DEMING, N.M. — Isaias Lobato-Rodriguez is appealing his second-degree murder conviction on five grounds, including that holding the trial during a pandemic hampered the transcription of the trial, therefore eliminating his right to a fair trial.
A jury convicted Lobato-Rodriguez, 57, of the second-degree murder of Connie Lopez, 57, of Lake Placid, Fla., following a four-day trial that ended Aug. 20, 2020. They deliberated for just an hour. He was charged in district court with first-degree murder. District Judge Jarod Hofacket sentenced Lobato-Rodriguez to 15 years in prison, the maximum sentence for second-degree murder in New Mexico, during a hearing on Nov. 2, 2020.
On Nov. 10, 2020, Hofacket appointed the public defenders office to appeal Lobato-Rodriguez’s conviction, according to the docket. On Dec. 21, 2020, his attorney, George Harrison, filed a docketing statement with the court of appeals, contending that five issues in the case were grounds for a new trial:
- Conducting the trial while adhering to COVID-19 protocols resulted in “the inability to properly transcribe the proceedings,” obviating a fair trial
- Hofacket’s multiple denials of motions to suppress evidence
- Denial of a mistrial motion after prosecutor Matthew Bradburn commented on Lobato-Rodriguez’s silence after asserting his Fifth Amendment right to remain silent
- Hofacket’s “failure to correct critical errors” by the interpreter
- Hofacket’s denial of a self-defense jury instruction
Harrison previously motioned for a mistrial on three grounds, repeated in the appeal — the Fifth Amendment statement, the improper interpreting and the denials of motions to suppress. Hofacket denied that motion.
Harrison wrote in the docketing statement that he hired a certified Spanish interpreter to compile a “complete interpretation” of Lobato-Rodriguez’s testimony.
“The interpreter filed an affidavit with the district court,” Harrison wrote. “The affidavit states, among other things, that the quality of the audio recording of Mr. Lobato-Rodriguez’s testimony during trial is so poor that a proper interpretation would not be possible.”
Harrison wrote in the docketing statement and other motions that there was an improper translation, where Lobato-Rodriguez mumbled that he thought the victim told him he would “be dead that day.”
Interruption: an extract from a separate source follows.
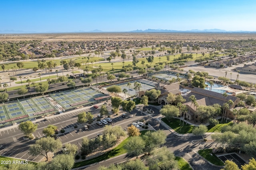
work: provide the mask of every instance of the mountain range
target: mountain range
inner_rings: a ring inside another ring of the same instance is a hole
[[[68,32],[58,32],[58,31],[45,31],[44,32],[36,32],[36,31],[24,31],[21,30],[6,30],[1,31],[0,30],[0,34],[4,34],[4,33],[103,33],[103,32],[111,32],[113,31],[101,31],[99,29],[94,29],[94,30],[89,31],[85,31],[82,30],[79,30],[79,31],[68,31]],[[203,29],[203,30],[199,30],[199,29],[191,29],[190,30],[186,30],[186,31],[179,31],[179,30],[170,30],[170,29],[147,29],[144,30],[142,30],[141,29],[137,29],[136,30],[131,31],[120,31],[120,32],[134,32],[134,33],[150,33],[150,32],[198,32],[198,33],[252,33],[255,32],[255,31],[226,31],[223,29]]]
When Hofacket denied the motion, he wrote that the interaction Harrison said happened in fact, did not happen, and he did not understand why the interpreter claimed something happened that he found did not, after he reviewed the audio.
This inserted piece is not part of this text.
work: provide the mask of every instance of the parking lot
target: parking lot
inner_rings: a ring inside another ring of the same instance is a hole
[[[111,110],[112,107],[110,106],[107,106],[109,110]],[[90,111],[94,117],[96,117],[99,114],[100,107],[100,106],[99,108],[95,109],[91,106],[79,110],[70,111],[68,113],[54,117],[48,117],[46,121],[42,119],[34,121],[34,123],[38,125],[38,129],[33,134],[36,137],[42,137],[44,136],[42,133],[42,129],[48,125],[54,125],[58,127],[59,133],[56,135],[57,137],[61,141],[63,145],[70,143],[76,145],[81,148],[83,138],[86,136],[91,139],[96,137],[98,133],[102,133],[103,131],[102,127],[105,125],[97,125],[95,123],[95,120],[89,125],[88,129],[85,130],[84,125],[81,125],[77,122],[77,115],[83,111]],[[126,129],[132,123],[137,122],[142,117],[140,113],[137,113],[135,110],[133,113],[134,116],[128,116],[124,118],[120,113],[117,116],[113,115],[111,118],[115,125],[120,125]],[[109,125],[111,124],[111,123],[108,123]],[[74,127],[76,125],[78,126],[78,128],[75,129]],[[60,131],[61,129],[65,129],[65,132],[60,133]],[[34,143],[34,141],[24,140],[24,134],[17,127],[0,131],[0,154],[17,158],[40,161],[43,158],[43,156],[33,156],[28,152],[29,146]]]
Harrison wrote that the rules for a jury trial during a pandemic meant the jurors were seated in the audience section of the courtroom, the family of the victim, Harrison and Lobato-Rodriguez were in the jury box, with their backs to the jury, and everyone was wearing masks.
Two Spanish interpreters translated during the trial for Lobato-Rodriguez and one juror.
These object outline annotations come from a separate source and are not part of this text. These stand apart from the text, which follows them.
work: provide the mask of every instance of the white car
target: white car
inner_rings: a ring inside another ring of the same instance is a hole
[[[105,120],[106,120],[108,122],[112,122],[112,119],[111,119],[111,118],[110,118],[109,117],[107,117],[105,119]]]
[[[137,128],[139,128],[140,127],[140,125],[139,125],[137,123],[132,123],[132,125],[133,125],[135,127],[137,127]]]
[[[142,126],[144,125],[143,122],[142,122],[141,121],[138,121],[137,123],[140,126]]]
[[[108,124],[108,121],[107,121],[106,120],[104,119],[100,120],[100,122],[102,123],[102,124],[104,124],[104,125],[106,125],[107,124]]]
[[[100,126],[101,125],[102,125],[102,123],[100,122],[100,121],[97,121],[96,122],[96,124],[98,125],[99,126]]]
“The COVID rules in effect made for great difficulty hearing potential jurors during voir dire and understanding witnesses called to the stand during trial testimony,” Harrison wrote.
No hearings have been set in the appeal and no responses have been filed by prosecutors.
On March 17, 2017, Isaias Lobato-Rodriguez, of Florida, allegedly tied a belt around Connie Lopez’s neck, strangling her in the front seat of her rented mini-van, two miles east of Hachita in Grant County, according to a statement of probable cause.
He allegedly told two Border Patrol agents, one of whom found Lopez’s body, that she was going to kill him and his family and that he was with other people in a berm in the desert. The agents could find neither footprints nor signs of anyone else.
According to Lobato-Rodriguez’s trial testimony, Lopez was driving him to his home in Mexico. Lobato-Rodriguez is a Mexican national.